Generation Z: Breaking Stereotypes by Interning

Unfocused, entitled, and unmotivated; all common characteristics associated with Generation Z. Millennials are quick to point out our negative attributes, but we have a lot of positive differences that set us apart. We are phenomenal multi-taskers, passionate about individuality, have a global mentality, and are more entrepreneurial than the previous generation. Our future employers need to know how we can bring our positive attributes to the world of business.
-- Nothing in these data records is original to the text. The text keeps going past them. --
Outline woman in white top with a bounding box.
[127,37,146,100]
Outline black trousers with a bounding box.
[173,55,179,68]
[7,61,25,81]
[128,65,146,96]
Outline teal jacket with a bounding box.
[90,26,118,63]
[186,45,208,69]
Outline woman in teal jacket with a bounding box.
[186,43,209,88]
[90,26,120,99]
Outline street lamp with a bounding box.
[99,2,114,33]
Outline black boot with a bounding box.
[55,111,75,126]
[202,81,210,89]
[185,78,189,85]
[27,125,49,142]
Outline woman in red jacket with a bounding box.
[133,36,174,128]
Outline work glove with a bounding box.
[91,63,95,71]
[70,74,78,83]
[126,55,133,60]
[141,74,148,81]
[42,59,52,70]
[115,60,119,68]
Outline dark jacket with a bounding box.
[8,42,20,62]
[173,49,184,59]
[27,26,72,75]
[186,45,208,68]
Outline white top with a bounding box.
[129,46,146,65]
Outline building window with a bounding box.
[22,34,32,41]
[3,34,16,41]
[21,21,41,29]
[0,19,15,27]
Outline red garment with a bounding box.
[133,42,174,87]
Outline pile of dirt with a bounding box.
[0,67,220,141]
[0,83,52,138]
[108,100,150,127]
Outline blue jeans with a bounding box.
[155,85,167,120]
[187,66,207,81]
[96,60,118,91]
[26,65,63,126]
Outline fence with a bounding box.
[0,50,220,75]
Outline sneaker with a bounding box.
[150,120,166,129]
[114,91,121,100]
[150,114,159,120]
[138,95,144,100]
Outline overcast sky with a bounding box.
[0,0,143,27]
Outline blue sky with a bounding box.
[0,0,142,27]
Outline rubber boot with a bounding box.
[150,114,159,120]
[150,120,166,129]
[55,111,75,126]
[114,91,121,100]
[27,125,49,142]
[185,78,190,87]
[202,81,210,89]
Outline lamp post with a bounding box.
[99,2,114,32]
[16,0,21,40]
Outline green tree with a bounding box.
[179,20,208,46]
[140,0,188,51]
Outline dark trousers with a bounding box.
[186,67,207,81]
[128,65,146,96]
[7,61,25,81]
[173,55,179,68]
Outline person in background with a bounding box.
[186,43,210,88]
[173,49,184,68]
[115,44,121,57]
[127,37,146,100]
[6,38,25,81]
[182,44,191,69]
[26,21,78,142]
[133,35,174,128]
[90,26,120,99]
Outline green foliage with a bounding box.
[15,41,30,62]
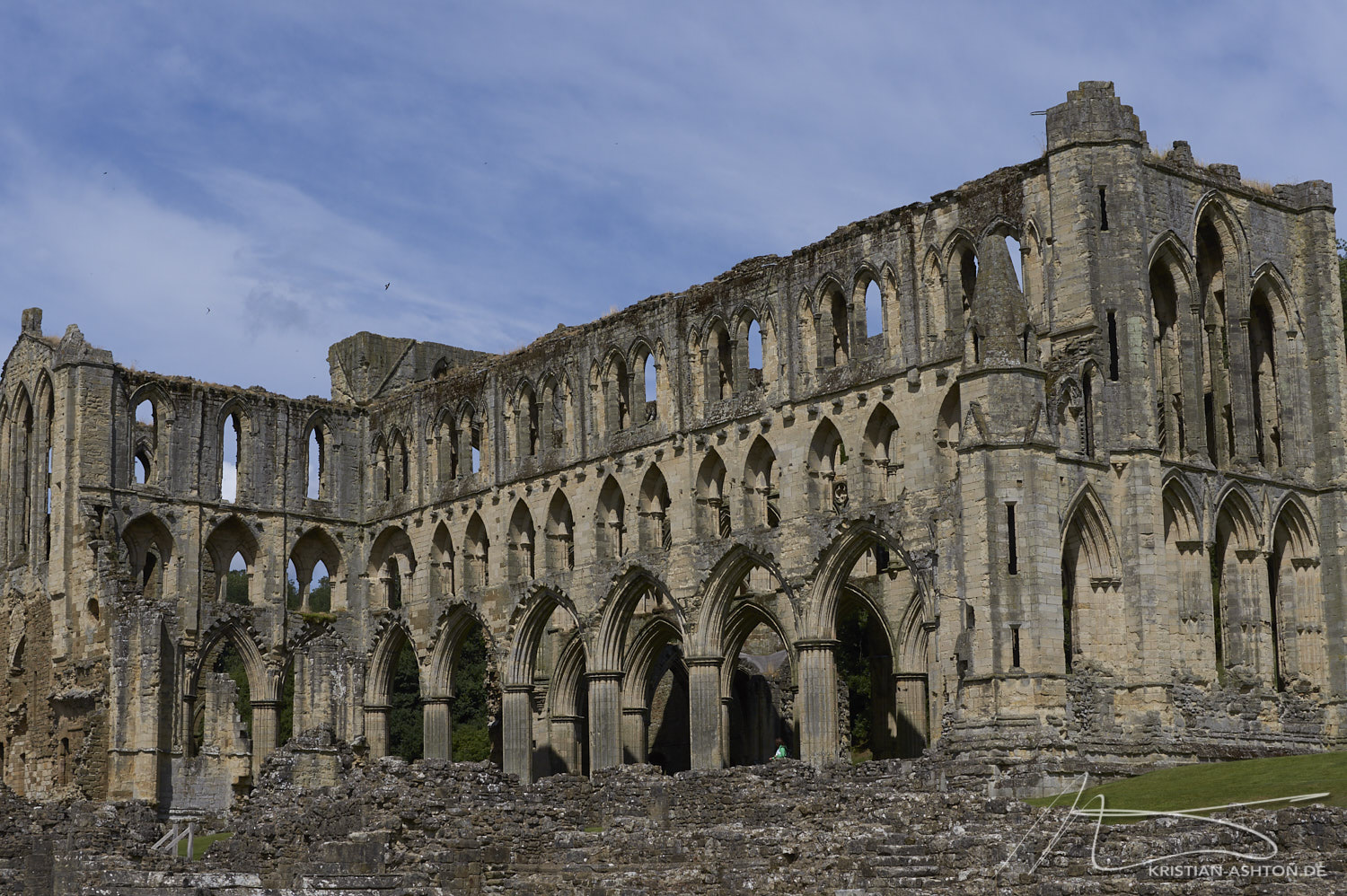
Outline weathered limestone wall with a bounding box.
[0,83,1347,808]
[0,753,1347,896]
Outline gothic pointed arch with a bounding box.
[430,520,458,600]
[744,435,781,528]
[508,498,538,582]
[806,417,851,514]
[594,476,628,560]
[121,514,174,598]
[365,525,417,609]
[426,601,492,699]
[1061,484,1131,672]
[365,619,427,706]
[695,449,733,538]
[463,511,492,592]
[638,463,674,551]
[593,565,684,670]
[547,489,576,571]
[690,543,787,656]
[504,586,585,689]
[803,519,912,640]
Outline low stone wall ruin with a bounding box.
[0,749,1347,896]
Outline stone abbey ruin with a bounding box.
[0,83,1347,811]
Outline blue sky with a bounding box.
[0,0,1347,396]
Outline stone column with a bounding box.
[894,672,931,757]
[501,684,533,784]
[686,656,725,768]
[252,700,280,780]
[721,694,735,765]
[365,703,391,759]
[622,706,651,762]
[797,638,840,765]
[422,697,454,760]
[585,671,622,770]
[549,716,594,775]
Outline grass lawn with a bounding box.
[1026,753,1347,811]
[178,831,234,861]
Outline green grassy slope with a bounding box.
[1026,753,1347,811]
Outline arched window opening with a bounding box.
[959,248,978,321]
[792,298,823,373]
[1150,259,1188,460]
[1198,213,1234,468]
[744,435,781,528]
[286,560,304,611]
[463,514,492,590]
[135,399,159,485]
[132,449,150,482]
[304,426,326,501]
[388,638,426,762]
[191,637,253,760]
[594,476,627,560]
[515,384,541,457]
[706,321,735,401]
[430,523,458,598]
[921,257,950,347]
[808,419,851,514]
[835,590,905,762]
[225,551,252,605]
[547,492,576,570]
[1109,312,1120,382]
[748,321,767,385]
[541,376,568,452]
[509,501,538,582]
[450,624,498,762]
[436,409,458,485]
[726,622,799,765]
[220,414,242,503]
[697,450,732,538]
[935,385,964,481]
[1080,369,1096,457]
[379,557,403,611]
[640,463,674,551]
[1007,233,1024,293]
[309,560,333,613]
[865,280,884,338]
[388,430,411,496]
[1249,290,1282,468]
[601,352,632,433]
[829,288,851,366]
[643,353,660,420]
[525,602,589,775]
[42,391,57,559]
[865,406,902,501]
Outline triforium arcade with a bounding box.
[0,83,1347,808]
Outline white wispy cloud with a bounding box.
[0,2,1347,395]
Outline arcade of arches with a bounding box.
[0,83,1347,811]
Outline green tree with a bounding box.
[452,628,492,762]
[388,644,426,762]
[837,606,872,760]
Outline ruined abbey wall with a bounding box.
[0,83,1347,810]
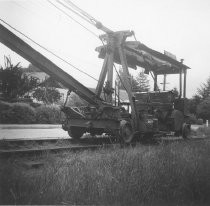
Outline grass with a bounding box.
[0,141,210,205]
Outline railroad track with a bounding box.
[0,137,209,158]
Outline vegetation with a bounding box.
[33,87,61,104]
[32,77,61,104]
[0,142,210,206]
[0,57,37,100]
[189,77,210,120]
[0,101,64,124]
[36,105,65,124]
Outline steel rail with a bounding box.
[0,137,210,158]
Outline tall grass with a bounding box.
[0,141,210,205]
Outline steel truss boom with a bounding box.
[0,24,104,106]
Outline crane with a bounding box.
[0,0,190,143]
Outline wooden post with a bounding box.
[154,73,157,91]
[163,74,166,91]
[184,69,187,98]
[179,69,182,98]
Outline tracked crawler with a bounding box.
[0,6,190,143]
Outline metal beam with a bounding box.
[0,24,103,106]
[119,46,139,131]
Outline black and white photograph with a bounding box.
[0,0,210,206]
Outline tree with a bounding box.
[197,97,210,120]
[32,77,61,104]
[32,87,61,104]
[0,57,38,99]
[197,77,210,100]
[189,95,202,115]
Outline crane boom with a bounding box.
[0,24,103,106]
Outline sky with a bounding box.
[0,0,210,97]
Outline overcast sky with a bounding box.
[0,0,210,97]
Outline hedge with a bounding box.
[0,101,65,124]
[0,102,36,124]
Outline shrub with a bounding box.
[0,141,210,206]
[0,102,36,124]
[197,98,210,120]
[36,105,64,124]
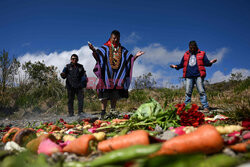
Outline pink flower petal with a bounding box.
[88,127,97,133]
[37,139,62,156]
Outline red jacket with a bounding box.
[183,49,206,78]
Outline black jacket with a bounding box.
[61,63,87,89]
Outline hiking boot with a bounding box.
[68,113,74,117]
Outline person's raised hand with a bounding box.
[210,59,217,64]
[170,64,177,68]
[88,42,96,52]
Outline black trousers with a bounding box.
[67,88,84,114]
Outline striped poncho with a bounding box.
[93,45,135,92]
One way for our generation to break these negative stigmas are internships. However, those who are part of Gen Z need to be aware of these five characteristics of an effective intern: self-discipline, communication, commitment, critical thinking, and teachable.

  1. Self-Discipline:

One of the negative characteristics assigned to Generation Z is “entitled.” Employers perceive us as narcissistic individuals who expect things to be handed to us on a platter. Employers are not looking for this kind of employee. In fact, according to a recent survey by Deloitte, 70 percent of managers do not know how we will fit into their organization and 36 percent of managers are fearful to work with us at all. In order to disband the thoughts of entitlement, Gen Z interns need to be self-disciplined. Coming to work prepared, starting on tasks without being told, and persisting through projects until the end are all examples of how an intern can exemplify self-discipline.

  1. Effective Communication:

How many times have you heard, “These young people never look up from their devices” or, “Their people skills are dying from constantly texting on those computers.” Honestly, you’ve probably heard this at least once today. Generation Z is perceived to have subpar communication skills because of our tech-savviness; however, we are more versatile in our communicating than any other generation. In fact, according to Millennial Branding, fifty-three percent of generation Z actually prefers to communicate face-to-face. This is undoubtedly related to our exposure to FaceTime and Snapchat where we have full range of motion, sound, and sight. In addition, we have an uncanny ability to communicate through imagery thanks to Instagram. That comes in handy especially when we’re in positions in the fields of communications and marketing. Interns can easily show how they are effective communicators to disprove thoughts that they have poor interpersonal skills. Participating in meetings, responding quickly to emails, having proper phone etiquette, and conversing face-to-face are a few examples of how an intern can exhibit effective communication skills.

  1. Commitment:

Generation Z has a full three-second attention span. It is easy to see why. We grew up with six-second vines, instant access to the next episode, same day shipping, and ten-second snaps. It is no wonder that we are perceived to be less focused because we are. We like to start a task on our laptop at work, re-visit it on our phone at Starbucks, then finish it at home while split-screening our show of the night on Netflix. While this may be an effective way to give our minds a chance to rest when dealing with school work, employers do not appreciate this kind of work ethic when it comes to their work. They want an employee who is focused and committed to accomplishing work in a timely manner. Interns can show their commitment by completing tasks before the due date, constantly developing skills to stay relevant, and anticipating and meeting needs before they are asked.

  1. Critical Thinking:

If you have a question about something, what is the first thing you do? There is a strong chance you answered, “Google it.” Due to an overexposure of instant access in the palm of our hand, we tend to lack critical-thinking and problem-solving skills. When there is an issue, we “google” a solution instead of analyzing the situation and implement a well-thought-out plan. While knowing how to scour the internet is a skill in itself, we also need to prove our critical-thinking skills. Critical-thinking skills will allow us to understand connections between ideas, identify relevance, and justify our actions.

  1. Teachable:

Generation Z prefers to intake information quickly, in large amounts, and with heavy imagery. We are very outspoken and opinionated. These characteristics can be perceived negatively when we are being trained. If someone is talking to us slowly or trying to explain what we already know, we can look as if we have tuned out. Millennials may believe we are not eager to learn; however, that is not the case. Our generation values mentorship and opportunities to improve our capabilities more than any other generation. Being teachable is a skill we have, we just need to show it better. By taking notes, listening attentively, giving feedback, and asking relevant questions, we can show our millennial employers that we are eager to learn, and we value what they are teaching.